Только это и произнес. До чего же изменился! Исхудал, ссутулился…
— Счастлив видеть вас, Александр Александрович! Волшебный день! День встреч!
Для того чтобы яснее разглядеть лицо старой России, Александр Блок взял на себя трудное и увлекательное дело — редактирование показаний царских министров. Блок делал это хорошо. Он ничего не умел делать плохо. Но каждый визит его в Таврический дворец или Петропавловскую крепость был для него подобен экскурсии школьника в больницу, где безнадежно корчится, умирая, нелюбимый всей школой учитель: он и несправедлив был, и развратен, и пьяным на урок приходил, и больно бил линейкой по голове. И вот он умирает, сгнивает, школьник глядит на него, а на душе радость и ясность.

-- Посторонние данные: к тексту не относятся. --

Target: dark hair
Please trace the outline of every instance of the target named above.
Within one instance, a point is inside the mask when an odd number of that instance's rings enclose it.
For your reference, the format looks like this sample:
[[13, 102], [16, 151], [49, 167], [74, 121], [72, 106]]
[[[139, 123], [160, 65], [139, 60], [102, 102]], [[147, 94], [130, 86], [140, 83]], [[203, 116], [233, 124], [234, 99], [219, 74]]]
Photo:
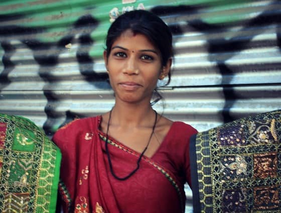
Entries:
[[[158, 49], [162, 65], [166, 65], [169, 58], [173, 57], [172, 36], [169, 27], [157, 15], [140, 10], [125, 13], [112, 24], [106, 39], [107, 58], [113, 43], [128, 29], [133, 33], [144, 35]], [[170, 81], [171, 72], [169, 72], [168, 77], [166, 85]]]

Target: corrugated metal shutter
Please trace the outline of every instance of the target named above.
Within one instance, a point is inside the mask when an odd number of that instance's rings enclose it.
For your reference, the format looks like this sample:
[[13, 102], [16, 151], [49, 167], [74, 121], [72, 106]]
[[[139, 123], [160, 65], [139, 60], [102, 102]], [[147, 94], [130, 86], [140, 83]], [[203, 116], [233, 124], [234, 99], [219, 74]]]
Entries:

Блок так и сказал Грину, вот этими словами. Александра Степановича заинтересовало другое: в допросе узников он видел сюжеты, добротный материал для повестей своих, где описание зла получило бы конкретность и остроту. Изменить только фамилии, действие перенести в Ланфиер или, скажем, в город Синего Камня.
Блок улыбнулся. Он сел на скамью неподалеку от мостика, ведущего в крепость, пригласил Грина посидеть с ним минут десять-пятнадцать.
— Для ваших рассказов сюжеты эти непригодны, — сказал он, оглядывая Грина внимательно и устало. — Тут, думается мне, одному лишь Щеголеву есть что смастерить. Этот материал не давит, на бумагу не просится. И я, как нанятый служащий, должен лишь как можно лучше и добросовестнее изобразить последние дни царского режима.
— Долго держался, — заметил Грин. — Триста лет, черт возьми! Какая махина была! Власть! Царская власть! Как звучит-то, а? Царская власть! Кандальный звон в этих словах, слышите, Александр Александрович?
И опять улыбнулся Блок.
— Звучит недурно для ходкого, дешевого романа, — сказал он. — Мы думали — махина, а на деле оказалась бутафорская установка, дурно сделанная. Она упала в тот момент, когда ее разглядели, взвесили и сказали, что дело только в сроках. Мне трудно выразить то, что я хочу сказать. Я так устал, так устал, друг мой!..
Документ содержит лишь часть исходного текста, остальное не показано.